Secret recipe for carbon fibre success

January 3rd, 2018

What does CSIRO have in common with Coca Cola, McDonald’s and KFC? We all have a secret recipe!

In fact, our own super-secret recipe was crucial to the creation of the first Australian carbon fibre, made entirely from scratch.

Incredibly strong and lightweight, carbon fibre is a material of the future. It can be used in everything from bikes to satellites, fighter jets to high performance cars.

It took us years of research to develop Australia’s first “home grown” carbon fibre, mainly because only a handful of companies around the world can actually make the material.

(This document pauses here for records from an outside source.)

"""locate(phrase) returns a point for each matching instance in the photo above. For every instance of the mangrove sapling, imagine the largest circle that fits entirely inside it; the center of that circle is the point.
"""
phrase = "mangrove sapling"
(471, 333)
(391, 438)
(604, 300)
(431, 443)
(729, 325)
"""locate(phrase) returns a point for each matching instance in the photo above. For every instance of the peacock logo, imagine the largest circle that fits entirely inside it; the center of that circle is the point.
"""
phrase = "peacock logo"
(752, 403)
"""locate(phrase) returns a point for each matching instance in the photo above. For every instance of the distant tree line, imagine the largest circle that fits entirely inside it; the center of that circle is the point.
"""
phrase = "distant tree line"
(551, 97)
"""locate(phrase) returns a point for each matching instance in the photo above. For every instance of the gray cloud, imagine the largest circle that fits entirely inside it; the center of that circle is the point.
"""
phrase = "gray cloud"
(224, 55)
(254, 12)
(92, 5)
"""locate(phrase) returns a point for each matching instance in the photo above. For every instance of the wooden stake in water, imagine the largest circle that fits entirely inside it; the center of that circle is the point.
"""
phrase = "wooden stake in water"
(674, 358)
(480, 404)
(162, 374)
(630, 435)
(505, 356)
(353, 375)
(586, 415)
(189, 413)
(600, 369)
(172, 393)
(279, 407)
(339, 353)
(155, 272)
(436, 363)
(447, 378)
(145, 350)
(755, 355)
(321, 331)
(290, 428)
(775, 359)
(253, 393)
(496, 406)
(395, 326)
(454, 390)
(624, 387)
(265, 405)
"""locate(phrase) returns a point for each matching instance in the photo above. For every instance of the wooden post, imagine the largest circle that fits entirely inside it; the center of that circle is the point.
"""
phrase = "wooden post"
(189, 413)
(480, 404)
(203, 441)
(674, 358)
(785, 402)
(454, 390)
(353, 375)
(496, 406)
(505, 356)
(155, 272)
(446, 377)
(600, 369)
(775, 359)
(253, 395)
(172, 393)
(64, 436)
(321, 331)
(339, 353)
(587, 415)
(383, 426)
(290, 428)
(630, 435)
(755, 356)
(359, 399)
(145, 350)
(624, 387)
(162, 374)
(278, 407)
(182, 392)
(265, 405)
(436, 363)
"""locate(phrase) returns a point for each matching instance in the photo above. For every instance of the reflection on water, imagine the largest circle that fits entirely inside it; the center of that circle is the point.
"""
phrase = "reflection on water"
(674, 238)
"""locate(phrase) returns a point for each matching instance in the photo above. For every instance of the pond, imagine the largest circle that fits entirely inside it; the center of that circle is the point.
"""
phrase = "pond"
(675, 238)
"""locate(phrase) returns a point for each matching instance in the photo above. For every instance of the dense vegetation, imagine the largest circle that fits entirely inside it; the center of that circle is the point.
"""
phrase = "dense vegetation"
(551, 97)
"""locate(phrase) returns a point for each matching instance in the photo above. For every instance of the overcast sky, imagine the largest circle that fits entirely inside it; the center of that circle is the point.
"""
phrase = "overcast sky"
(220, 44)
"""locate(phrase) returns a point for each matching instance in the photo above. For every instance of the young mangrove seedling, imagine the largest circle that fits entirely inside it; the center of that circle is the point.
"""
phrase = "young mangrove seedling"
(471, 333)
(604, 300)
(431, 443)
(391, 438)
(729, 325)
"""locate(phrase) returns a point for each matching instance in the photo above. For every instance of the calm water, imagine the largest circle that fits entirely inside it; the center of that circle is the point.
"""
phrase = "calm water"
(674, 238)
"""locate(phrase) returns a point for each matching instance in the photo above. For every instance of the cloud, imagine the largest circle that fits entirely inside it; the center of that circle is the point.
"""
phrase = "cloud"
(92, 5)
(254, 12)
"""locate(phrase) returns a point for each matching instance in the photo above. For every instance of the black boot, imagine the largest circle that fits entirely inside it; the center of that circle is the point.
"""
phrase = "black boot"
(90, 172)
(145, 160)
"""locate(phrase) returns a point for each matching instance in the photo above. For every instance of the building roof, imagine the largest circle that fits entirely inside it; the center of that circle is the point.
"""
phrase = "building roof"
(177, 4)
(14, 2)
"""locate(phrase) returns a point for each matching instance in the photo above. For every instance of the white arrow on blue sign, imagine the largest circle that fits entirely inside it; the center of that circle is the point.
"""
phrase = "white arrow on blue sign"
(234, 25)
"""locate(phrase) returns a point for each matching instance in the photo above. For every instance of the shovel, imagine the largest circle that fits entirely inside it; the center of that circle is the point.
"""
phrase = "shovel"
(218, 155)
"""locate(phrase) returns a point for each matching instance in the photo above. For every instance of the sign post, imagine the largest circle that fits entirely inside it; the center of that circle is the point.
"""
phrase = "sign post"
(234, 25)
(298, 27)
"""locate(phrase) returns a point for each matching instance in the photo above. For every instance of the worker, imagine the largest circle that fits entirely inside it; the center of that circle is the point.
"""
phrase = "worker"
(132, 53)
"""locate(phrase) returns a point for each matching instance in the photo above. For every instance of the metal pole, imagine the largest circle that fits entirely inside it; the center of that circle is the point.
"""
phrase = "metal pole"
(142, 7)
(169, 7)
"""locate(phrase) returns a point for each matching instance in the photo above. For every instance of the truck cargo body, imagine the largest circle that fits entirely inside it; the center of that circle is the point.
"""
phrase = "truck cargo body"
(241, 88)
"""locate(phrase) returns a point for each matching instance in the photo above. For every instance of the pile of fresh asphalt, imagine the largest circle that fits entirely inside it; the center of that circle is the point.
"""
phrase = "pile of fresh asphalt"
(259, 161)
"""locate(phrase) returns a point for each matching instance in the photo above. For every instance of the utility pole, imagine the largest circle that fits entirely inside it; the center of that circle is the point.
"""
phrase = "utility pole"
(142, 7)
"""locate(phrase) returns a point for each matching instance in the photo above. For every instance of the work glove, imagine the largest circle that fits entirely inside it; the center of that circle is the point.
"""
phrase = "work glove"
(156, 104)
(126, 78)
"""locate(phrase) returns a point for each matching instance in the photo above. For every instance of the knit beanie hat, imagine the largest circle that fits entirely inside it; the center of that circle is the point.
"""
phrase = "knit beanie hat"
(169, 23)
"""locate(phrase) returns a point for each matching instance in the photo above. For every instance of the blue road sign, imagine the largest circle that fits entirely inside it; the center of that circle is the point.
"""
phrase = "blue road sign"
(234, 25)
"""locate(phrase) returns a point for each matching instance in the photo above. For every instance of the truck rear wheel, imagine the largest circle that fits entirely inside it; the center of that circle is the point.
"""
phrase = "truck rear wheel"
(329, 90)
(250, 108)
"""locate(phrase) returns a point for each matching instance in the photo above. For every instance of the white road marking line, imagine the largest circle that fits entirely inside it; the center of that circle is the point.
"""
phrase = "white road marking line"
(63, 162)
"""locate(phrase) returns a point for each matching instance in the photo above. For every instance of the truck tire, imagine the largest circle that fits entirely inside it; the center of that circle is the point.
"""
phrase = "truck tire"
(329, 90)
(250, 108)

Each of those companies has their own secret formula that they zealously protect, so we had to create our own secret recipe so that we could produce carbon fibre here in Australia.

Above: CSIRO and Carbon Nexus researchers inspect Australia’s first carbon

For Australian companies that use carbon fibre to make their products it’s a potential game changer. Previously, Australia’s carbon fibre industry focussed on research and development, and were forced to use imported carbon fibre to make products here.

Now there’s the potential to greatly expand and create a new industry for Australia by mass-producing this advanced material. We’re also working on making it stronger and of a higher quality than anywhere else in the world.

Above: Australia’s first ever carbon fibre being manufactured.

Australia’s first carbon fibre was created using our secret polymer formula, spun on the joint CSIRO/ Deakin University wet spinning line, then carbonised at Deakin’s “Carbon Nexus” facility. It’s a great example of putting our Advanced Manufacturing Roadmap into action: using Australia’s scientific and industrial strengths to focus on advanced, high value products.

Above: Australia’s first ever carbon fibre being manufactured.

All of the work occurred in Australia’s carbon fibre capital, Geelong, and is a major leap forward in turning the region into an international carbon fibre centre.

While we may not yet know what the possible applications for home-spun carbon fibre are at CSIRO Ginninderra, we are certainly going to be drawing on the advanced manufacturing expertise of CSIRO and its collaborators.